No solo porque Bergman fuese director de cintas tituladas Mujer sin rostro (1947), El rostro (1958) o El rostro de Karin (1984), que demuestran la importancia que le daba a ese elemento, sino, como destacó José de la Colina en el prólogo del guion de Persona (1970), “si evocamos algunos de los momentos claves de esta sola obra que se va formando de la sucesión de films bergmanianos, hallaremos una insistente, obsesiva presencia de rostros, tomados como robándolos al tiempo y al olvido, como haciéndolos surgir de la oscuridad para obligarlos a decir su secreto”.
Es en Persona (1966) donde Bergman llevó al límite la presencia del rostro, razón por la que la cinta ha sido objeto de estudio por la teoría fílmica. Para ello, es necesario entender que los primeros planos de los actores y actrices, sus rostros acaparando la totalidad de la pantalla, han sido vistos desde el campo académico como la posibilidad para los espectadores de ponerse ante un espejo, como si fuera nuestro yo reflejado en pantalla.

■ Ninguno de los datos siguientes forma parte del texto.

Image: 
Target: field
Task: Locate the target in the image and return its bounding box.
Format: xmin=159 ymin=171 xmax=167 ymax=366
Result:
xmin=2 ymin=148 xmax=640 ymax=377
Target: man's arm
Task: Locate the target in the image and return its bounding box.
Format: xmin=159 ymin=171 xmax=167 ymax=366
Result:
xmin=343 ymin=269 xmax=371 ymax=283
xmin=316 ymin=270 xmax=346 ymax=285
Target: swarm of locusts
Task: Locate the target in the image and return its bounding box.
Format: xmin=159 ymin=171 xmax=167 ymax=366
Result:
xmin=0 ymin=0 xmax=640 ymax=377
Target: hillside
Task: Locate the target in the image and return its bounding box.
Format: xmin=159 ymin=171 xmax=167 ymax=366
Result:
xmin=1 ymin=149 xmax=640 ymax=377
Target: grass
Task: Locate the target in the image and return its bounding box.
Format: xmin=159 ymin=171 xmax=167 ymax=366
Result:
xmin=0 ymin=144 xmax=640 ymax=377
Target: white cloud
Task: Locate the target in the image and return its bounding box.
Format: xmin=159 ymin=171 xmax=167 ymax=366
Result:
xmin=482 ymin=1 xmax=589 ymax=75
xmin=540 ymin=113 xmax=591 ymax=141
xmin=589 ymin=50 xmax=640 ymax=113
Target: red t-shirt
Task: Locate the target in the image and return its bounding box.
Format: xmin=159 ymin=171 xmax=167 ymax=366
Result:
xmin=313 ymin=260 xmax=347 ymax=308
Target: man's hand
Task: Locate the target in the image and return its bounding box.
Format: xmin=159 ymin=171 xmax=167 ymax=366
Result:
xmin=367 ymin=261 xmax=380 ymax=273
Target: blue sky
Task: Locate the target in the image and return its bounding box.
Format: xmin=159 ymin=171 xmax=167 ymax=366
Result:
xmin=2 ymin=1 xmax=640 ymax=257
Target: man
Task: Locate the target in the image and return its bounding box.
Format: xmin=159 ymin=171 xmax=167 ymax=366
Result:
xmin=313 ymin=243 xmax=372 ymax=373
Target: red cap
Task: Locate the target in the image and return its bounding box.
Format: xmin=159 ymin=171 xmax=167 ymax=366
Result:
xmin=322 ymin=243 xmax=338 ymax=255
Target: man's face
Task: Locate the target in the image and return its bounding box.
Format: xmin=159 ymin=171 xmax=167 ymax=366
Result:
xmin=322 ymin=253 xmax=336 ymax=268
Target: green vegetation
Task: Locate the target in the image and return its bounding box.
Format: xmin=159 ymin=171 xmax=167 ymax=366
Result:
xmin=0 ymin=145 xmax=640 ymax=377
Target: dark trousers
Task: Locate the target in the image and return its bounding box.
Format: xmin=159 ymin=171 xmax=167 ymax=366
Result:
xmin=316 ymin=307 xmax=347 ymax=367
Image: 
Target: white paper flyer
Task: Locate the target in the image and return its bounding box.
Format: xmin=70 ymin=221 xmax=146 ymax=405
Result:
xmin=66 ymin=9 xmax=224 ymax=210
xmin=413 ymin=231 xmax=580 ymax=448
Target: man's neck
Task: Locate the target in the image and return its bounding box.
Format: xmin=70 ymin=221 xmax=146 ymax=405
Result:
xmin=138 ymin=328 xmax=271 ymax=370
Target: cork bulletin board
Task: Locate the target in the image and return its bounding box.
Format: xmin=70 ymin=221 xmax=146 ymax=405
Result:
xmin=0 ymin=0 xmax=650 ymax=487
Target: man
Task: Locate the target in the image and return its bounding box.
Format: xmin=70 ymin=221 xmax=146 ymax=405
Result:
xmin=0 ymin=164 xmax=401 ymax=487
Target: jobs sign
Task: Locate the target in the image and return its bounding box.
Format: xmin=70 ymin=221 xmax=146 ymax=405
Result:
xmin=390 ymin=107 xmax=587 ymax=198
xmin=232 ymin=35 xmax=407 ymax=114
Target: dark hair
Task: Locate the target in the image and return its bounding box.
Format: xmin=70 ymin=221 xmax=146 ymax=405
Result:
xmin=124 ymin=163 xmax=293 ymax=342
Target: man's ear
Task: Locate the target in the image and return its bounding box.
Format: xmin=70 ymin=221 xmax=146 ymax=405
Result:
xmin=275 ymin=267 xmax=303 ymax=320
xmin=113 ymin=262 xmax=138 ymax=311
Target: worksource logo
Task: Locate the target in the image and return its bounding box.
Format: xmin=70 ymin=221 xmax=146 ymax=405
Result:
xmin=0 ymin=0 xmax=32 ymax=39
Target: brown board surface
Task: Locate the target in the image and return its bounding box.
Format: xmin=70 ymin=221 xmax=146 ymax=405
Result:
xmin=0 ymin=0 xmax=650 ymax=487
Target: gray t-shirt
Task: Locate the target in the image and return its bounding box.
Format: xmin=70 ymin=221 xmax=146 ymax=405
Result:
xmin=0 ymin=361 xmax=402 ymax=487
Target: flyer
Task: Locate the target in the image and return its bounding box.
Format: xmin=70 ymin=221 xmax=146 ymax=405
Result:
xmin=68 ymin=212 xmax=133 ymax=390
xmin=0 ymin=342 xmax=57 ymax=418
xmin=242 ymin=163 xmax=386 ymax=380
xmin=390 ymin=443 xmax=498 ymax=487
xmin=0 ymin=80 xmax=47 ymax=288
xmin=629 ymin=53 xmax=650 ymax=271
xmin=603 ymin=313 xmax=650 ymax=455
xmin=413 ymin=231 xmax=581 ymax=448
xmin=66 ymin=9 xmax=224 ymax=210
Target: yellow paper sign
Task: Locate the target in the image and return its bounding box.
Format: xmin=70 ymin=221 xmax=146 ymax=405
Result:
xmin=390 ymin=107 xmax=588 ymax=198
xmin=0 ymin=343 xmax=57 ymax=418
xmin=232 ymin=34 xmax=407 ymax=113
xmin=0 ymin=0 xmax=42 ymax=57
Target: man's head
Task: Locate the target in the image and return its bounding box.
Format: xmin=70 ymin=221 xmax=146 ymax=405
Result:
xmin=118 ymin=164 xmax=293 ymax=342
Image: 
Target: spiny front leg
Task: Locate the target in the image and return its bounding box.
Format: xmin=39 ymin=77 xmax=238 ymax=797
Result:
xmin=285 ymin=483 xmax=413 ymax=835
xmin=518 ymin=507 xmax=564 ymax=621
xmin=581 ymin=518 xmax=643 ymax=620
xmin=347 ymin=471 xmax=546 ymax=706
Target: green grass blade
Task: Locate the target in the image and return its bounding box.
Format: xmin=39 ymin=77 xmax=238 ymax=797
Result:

Como destacan Elsaesser y Hagener (2015), (…) “cualquier interacción con una película se fundamenta en un acto de identificación que está basado, de manera inevitable y fatal, en un (re)conocimiento engañoso (…) las teorías basadas en la noción del espejo deben medirse con un tipo especial de visión enmarcada que es al mismo tiempo transparente y opaca, es permeable y está encerrada en sí misma. Mirarse al espejo implica enfrentarse a nuestro propio rostro, como si fuera la ventana a nuestro yo interior”.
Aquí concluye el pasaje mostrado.